When Debbie wasn't home-schooling the kids, she says she spent 60 hours a week trying to get their accommodation plans reinstated.

Debbie began communicating with the federal Office of Civil Rights about her "lack of due process." As a result, the civil rights agency began monitoring the district, which signed a "compliance order." The order ensured that Debbie would get a hearing on the accommodation plans, and that the school district would write policies and procedures surrounding the 22-year-old disability law.

But Debbie didn't get her hearing for months.
The district was busy writing policies and procedures, in accordance with the compliance order it had signed. Plus, the district said, it had difficulty finding an impartial hearing officer who was familiar with the 1973 law.

"The more she fought the system, and the more she had to use the feds, the more reticent the district was in dealing with her," says Greg Miller, a parent advocate who attended some meetings with Debbie.

Finally, a hearing was held in early August. Debbie did not succeed in reinstating the kids' disability status.

"It was a whitewash," says Debbie, pointing out that Larry Kelly, the "so-called impartial hearing officer" was a retired school administrator from a different district.

In his decision, Kelly noted: "There is no medical evidence that either Jason McQueen or Michael McQueen have been tested for any reaction to any specific chemical such as pesticides, termiticides, or outgasses emanating from such toxic materials as paint, carpeting, markers or other supplies, materials, furniture or equipment commonly found in school classrooms, school buildings, or school grounds."

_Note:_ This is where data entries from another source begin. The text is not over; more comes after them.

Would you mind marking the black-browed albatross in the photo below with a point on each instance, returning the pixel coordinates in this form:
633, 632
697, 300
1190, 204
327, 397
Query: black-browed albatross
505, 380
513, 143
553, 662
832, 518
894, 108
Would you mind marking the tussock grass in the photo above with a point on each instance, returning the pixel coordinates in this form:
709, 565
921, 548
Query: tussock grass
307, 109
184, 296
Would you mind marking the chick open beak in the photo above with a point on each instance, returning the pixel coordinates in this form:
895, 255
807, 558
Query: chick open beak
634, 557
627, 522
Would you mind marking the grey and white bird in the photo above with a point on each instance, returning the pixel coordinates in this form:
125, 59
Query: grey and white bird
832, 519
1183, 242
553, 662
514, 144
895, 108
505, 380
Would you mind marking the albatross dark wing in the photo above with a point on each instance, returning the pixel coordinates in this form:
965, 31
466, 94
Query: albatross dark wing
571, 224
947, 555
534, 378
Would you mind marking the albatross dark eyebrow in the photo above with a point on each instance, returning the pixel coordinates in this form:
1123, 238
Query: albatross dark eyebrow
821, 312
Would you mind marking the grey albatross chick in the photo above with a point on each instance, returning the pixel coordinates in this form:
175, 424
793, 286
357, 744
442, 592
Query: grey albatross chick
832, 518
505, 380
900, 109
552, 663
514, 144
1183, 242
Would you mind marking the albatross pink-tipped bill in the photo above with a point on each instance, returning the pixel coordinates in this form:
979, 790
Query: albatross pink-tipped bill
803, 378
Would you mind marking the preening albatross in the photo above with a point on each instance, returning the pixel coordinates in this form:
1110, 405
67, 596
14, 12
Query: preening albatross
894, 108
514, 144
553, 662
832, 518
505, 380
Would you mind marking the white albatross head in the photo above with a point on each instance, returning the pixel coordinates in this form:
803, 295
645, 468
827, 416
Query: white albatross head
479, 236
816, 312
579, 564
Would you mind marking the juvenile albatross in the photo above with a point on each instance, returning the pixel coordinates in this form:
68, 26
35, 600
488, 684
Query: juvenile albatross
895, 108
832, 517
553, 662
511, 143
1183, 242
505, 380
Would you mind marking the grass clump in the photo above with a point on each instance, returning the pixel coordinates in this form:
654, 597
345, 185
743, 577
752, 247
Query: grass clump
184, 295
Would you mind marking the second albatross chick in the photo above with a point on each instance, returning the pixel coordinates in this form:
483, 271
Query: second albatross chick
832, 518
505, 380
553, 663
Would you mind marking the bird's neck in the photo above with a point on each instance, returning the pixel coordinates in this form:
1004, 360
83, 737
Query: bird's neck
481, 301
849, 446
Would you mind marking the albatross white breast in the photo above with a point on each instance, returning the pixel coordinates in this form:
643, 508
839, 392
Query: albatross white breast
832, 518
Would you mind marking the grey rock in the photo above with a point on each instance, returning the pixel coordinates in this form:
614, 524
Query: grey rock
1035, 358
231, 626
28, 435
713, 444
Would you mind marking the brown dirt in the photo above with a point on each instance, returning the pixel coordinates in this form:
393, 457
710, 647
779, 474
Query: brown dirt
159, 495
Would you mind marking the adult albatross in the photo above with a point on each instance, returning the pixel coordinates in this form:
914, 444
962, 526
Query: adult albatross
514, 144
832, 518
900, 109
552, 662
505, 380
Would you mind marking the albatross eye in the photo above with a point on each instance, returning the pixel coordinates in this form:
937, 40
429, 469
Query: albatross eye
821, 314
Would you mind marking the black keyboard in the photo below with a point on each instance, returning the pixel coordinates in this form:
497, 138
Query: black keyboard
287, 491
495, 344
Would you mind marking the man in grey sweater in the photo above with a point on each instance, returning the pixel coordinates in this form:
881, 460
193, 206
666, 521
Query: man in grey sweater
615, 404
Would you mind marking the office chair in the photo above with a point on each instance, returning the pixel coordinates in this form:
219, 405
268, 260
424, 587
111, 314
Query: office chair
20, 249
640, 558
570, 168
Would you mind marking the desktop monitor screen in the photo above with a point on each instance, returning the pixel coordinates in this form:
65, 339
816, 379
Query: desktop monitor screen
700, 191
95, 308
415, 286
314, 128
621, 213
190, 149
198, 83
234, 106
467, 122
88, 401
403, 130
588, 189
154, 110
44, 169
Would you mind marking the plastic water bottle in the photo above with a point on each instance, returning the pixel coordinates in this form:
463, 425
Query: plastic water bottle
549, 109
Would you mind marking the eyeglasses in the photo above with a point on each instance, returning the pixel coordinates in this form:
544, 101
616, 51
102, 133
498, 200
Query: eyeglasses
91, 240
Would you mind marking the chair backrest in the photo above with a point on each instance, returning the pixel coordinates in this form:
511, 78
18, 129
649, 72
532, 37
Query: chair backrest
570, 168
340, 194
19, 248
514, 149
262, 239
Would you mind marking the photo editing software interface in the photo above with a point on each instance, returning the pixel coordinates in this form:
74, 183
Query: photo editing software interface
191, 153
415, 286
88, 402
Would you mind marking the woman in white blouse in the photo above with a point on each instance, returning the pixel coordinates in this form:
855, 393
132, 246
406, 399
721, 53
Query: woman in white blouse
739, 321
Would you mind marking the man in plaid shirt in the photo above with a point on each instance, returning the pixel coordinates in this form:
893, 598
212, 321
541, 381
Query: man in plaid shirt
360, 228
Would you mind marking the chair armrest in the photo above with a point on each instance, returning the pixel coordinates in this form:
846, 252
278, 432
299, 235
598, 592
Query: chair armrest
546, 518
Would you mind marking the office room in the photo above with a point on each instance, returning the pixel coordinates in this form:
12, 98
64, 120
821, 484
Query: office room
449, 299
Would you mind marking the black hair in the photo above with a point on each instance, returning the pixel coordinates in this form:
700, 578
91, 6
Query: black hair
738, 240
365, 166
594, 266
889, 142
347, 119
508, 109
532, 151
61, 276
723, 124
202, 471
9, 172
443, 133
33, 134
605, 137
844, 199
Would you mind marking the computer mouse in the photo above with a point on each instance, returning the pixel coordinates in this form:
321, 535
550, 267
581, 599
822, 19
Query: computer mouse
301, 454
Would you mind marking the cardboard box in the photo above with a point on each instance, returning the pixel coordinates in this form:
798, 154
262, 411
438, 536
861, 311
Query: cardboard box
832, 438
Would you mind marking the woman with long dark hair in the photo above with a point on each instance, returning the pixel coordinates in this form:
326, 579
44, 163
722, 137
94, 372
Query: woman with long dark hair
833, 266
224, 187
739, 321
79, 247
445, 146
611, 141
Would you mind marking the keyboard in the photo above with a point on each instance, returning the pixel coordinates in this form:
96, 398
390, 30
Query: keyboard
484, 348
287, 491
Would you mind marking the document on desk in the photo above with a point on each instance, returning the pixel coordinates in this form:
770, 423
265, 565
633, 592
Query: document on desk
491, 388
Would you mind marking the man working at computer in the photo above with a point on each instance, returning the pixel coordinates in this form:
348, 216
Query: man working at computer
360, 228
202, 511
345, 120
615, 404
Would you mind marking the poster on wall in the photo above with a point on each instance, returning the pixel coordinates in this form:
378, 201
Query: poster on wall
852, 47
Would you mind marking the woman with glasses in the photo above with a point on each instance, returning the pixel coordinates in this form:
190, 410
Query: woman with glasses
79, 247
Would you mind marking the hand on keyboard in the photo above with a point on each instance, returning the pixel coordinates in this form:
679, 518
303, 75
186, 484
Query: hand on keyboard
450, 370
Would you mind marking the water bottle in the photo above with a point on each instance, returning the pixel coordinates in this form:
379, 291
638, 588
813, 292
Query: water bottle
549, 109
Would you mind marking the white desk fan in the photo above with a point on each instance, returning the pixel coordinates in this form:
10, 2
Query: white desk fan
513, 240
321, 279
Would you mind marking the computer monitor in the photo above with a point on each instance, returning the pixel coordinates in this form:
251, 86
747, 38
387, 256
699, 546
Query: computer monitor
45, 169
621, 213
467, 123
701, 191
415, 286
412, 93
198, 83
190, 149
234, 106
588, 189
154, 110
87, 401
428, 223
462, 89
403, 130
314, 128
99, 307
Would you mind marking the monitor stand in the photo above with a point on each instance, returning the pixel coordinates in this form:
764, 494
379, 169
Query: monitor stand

Debbie has appealed the decision, and says she may well take the battle to federal court after the school administrative process is exhausted.

Although the McQueens had known since March 1995 that they might lose their battle with the school district, they failed to make firm alternative plans for their sons' educations. This week, Debbie enrolled the boys at a charter school that she claims does not use chemicals.

Although there are several schools in the Paradise Valley school district that control pests through nonchemical means, Debbie will not let her kids return to the district. She calls the nonchemical programs in district schools "pseudo programs."

What really concerns her is how teachers and administrators at Eagle Ridge "mentally and physically abused" her sons.

She gives examples of that abuse. The kids got sick after the school used the termiticide. Jason's teacher allowed a room deodorizer in the classroom in clear violation of his accommodation plan. Such scents, Debbie says, might be dangerous to Jason's health. The band teacher failed to give Jason an "effort" grade and isolated him from the rest of the kids, just because the accommodation plan kept him out of some sections of the band room. Michael's teacher prevented him from participating in a tee-shirt tie-dye project.

District officials will not comment on the McQueen case. But available public records, including some of the boys' medical records, point up troubling inconsistencies.

These inconsistencies surface at the very time mental-health professionals struggle to differentiate between two types of mothers who complain repeatedly about the treatment of their children.

The first type of mother is merely anxious, concerned that a child with special needs is being shortchanged by the educational system, says Herbert Schreier, an Oakland, California, child psychiatrist who studied such mothers. The anxious mother generally quiets down when her child's needs are met, he says.

The second type of mother uses her child as a tool to manipulate professionals and get attention for herself--at the expense of the child, says Schreier. The mother never seems satisfied, no matter what officials do to appease her. Mothers in this category may be suffering from a variation of a psychological syndrome known as Munchausen by Proxy, Schreier says. Like all forms of Munchausen by Proxy, this variation of the syndrome is actually a type of child abuse, Schreier says.

He would not comment on the McQueen case. And without performing an extensive psychiatric examination, it is all but impossible to prove, definitively, into which category Debbie McQueen might fit.

When Debbie McQueen talks about her childhood in Illinois, she paints a picture of isolation and loneliness. She was a skinny tomboy who spent a lot of time alone. She often felt "judged" by other kids because she lived in a "slum area of Springfield."

"I hated it," says Debbie.
She describes her father as a "refined Archie Bunker" and an "extreme right winger" with a bloodline that traces back to Martha Washington and Robert E. Lee.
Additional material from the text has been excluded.